Абуэло… Этим испанским уменьшительным именем мы называли нашего деда… Это было наследием, которое оставила нам наша бабушка, уроженка Барселоны, умершая двадцать пять лет назад.

– Расскажи, что произошло.

Я услышал, как Анна вздохнула.

– Это случилось поздним утром. Абуэло пошел на улицу покормить птиц в вольере, как всегда делал это в одно и то же время. Через двадцать минут он не вернулся, и Алиса пошла за ним. Она обнаружила его лежащим в клетке среди птиц. Сначала Алиса подумала о сердечном приступе, поскольку у Абуэло, несомненно, были проблемы с сердцем. Она сразу вызвала «скорую помощь», но тут же решила, что врачи не сумеют его реанимировать.

– Полагаю, они перевезли его в Шалон?

– Да.

– Что говорят врачи?

Анна заколебалась, словно каждое слово диагноза, которое она уже приготовилась неоднократно повторять, могло что-либо изменить.

– Они говорят… об инфаркте мозга… Врачи полагают, что в сердце Абуэло образовался кровяной сгусток, который поднялся до мозга и закупорил артерию. Они называют это «церебральной эмболией сердечного происхождения».

– Он выкарабкается?

– Его состояние стабилизировалось, но в часть мозга из-за сгустка долгое время не поступал кислород… Даже если Абуэло выкарабкается, последствия будут очень серьезными…

На какое-то мгновение воцарилось молчание.

– Я купил билет в Шалон, думал приехать завтра утром.

– Завтра утром, – повторила Анна. – Да, это было бы хорошо…

Я сказал ей, когда прибывает поезд. Мы договорились, что она приедет за мной на вокзал на машине.

– Что произошло, Орельен?

– Ты говоришь об Абуэло?

– Нет, о нас двоих. Какая кошка между нами пробежала?
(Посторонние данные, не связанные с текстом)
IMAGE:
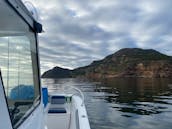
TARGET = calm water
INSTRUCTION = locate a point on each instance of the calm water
(125, 103)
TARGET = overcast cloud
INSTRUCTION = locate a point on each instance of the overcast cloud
(80, 31)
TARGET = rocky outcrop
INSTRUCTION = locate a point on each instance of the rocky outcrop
(128, 62)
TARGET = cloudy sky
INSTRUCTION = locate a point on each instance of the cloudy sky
(80, 31)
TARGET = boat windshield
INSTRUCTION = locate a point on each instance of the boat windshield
(19, 66)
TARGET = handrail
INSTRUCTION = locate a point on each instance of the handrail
(78, 91)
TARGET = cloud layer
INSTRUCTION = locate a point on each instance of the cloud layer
(78, 32)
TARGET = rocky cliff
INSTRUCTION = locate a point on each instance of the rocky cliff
(128, 62)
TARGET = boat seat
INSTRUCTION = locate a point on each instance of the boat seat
(56, 110)
(58, 100)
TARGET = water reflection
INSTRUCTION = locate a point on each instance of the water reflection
(121, 103)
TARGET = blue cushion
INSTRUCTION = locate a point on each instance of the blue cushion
(57, 110)
(22, 92)
(58, 99)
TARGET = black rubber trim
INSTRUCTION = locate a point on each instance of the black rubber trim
(5, 97)
(21, 15)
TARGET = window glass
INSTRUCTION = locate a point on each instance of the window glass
(18, 63)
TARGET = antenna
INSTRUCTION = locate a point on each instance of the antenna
(32, 10)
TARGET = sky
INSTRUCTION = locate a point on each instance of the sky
(80, 31)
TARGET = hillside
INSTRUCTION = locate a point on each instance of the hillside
(128, 62)
(57, 72)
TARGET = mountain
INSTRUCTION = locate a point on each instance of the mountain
(127, 62)
(57, 72)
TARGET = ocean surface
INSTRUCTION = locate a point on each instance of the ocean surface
(124, 103)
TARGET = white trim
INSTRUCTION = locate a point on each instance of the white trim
(5, 122)
(23, 11)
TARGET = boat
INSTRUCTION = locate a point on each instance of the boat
(24, 103)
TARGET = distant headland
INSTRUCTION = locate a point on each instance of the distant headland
(127, 62)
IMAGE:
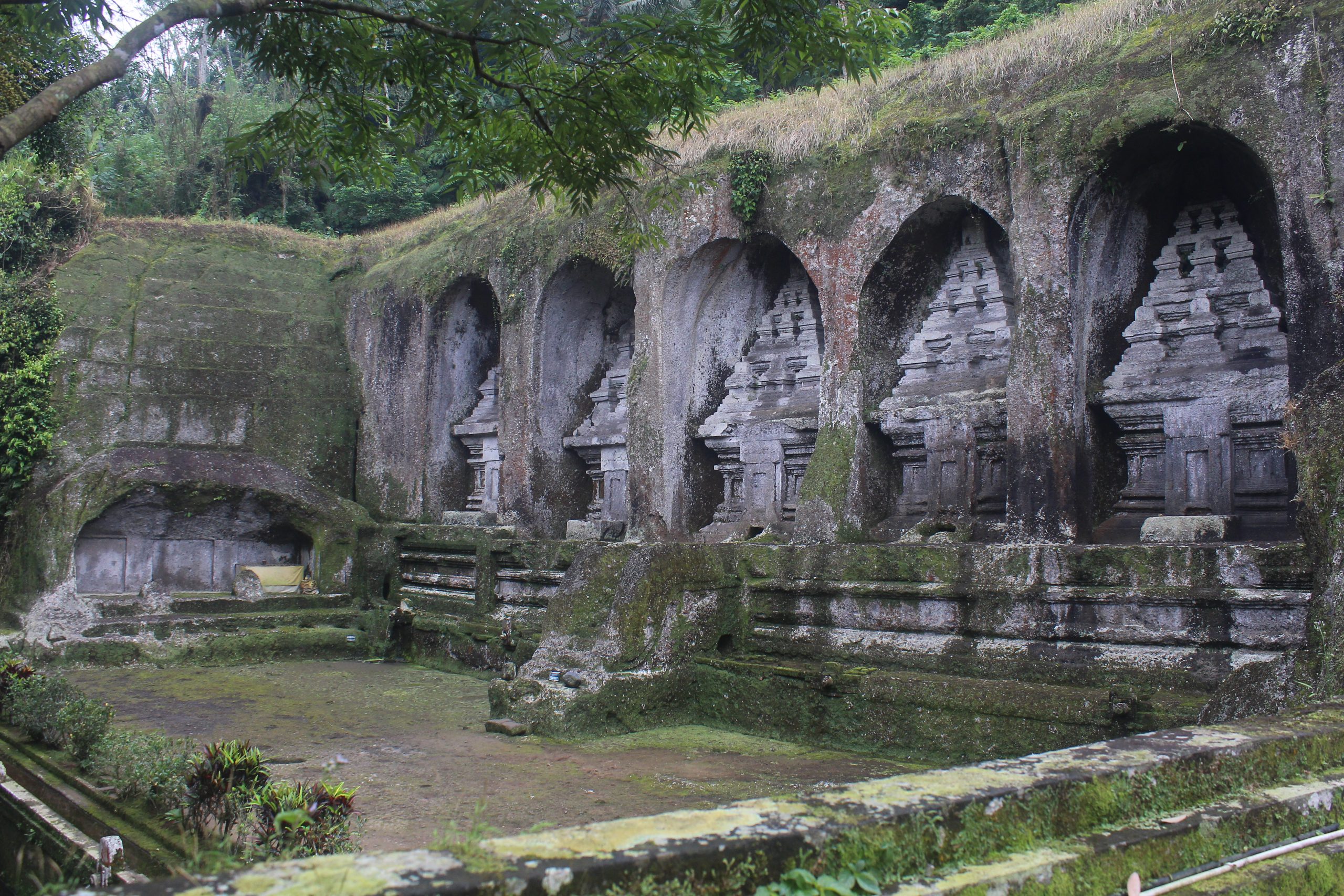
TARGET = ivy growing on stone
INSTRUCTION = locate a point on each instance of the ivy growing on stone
(1251, 22)
(29, 325)
(749, 172)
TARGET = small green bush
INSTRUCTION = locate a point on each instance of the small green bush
(296, 820)
(855, 880)
(221, 785)
(34, 707)
(144, 765)
(749, 172)
(82, 723)
(1252, 22)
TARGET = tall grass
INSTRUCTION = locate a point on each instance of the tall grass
(797, 125)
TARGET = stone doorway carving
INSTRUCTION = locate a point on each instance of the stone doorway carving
(1201, 388)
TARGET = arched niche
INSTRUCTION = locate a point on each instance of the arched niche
(936, 320)
(423, 362)
(464, 345)
(745, 327)
(1178, 281)
(187, 542)
(586, 328)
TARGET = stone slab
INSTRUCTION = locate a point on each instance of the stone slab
(1187, 530)
(506, 727)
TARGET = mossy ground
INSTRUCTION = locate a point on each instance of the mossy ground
(418, 753)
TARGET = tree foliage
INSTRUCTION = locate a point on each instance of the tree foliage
(545, 92)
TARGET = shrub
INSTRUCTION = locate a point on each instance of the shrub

Почему все не так, как раньше?

Я так мало плакал в своей жизни, что мои глаза оставались сухими даже тогда, когда умер мой отец. По той же причине я не умел выражать свои чувства. Однако в этот момент инфаркт мозга, случившийся с дедом, вкупе с обезоруживающими словами сестры чуть не довели меня до слез. Вопросы Анны казались мне некой математической задачей, решить которую было чрезвычайно трудно.

– Не знаю, сестренка… Не знаю…

Я мог бы повторять это до бесконечности, только бы не отвечать.

– Может, поговорим об этом завтра? – в конце концов предложил я.

– Ты прав… Вернемся к этому позже.

С течением времени я приобрел некую способность избегать неприятных разговоров или переносить на завтра споры и объяснения. Именно эту черту моего характера и возненавидела Лоранс. Я мог бы, конечно, излить душу Анне, рассказать ей о вялотекущей катастрофе, в которую превратилась моя жизнь, признаться, что в отношениях с ней тоже был не на высоте, учитывая проблемы, с которыми она сталкивалась в последние годы.

Но в тот вечер мои уста оставались немыми. Анна ускользала от меня, я ее избегал.

Мы были неспособны даже извлечь урок из банальности о том, что несчастье сближает людей.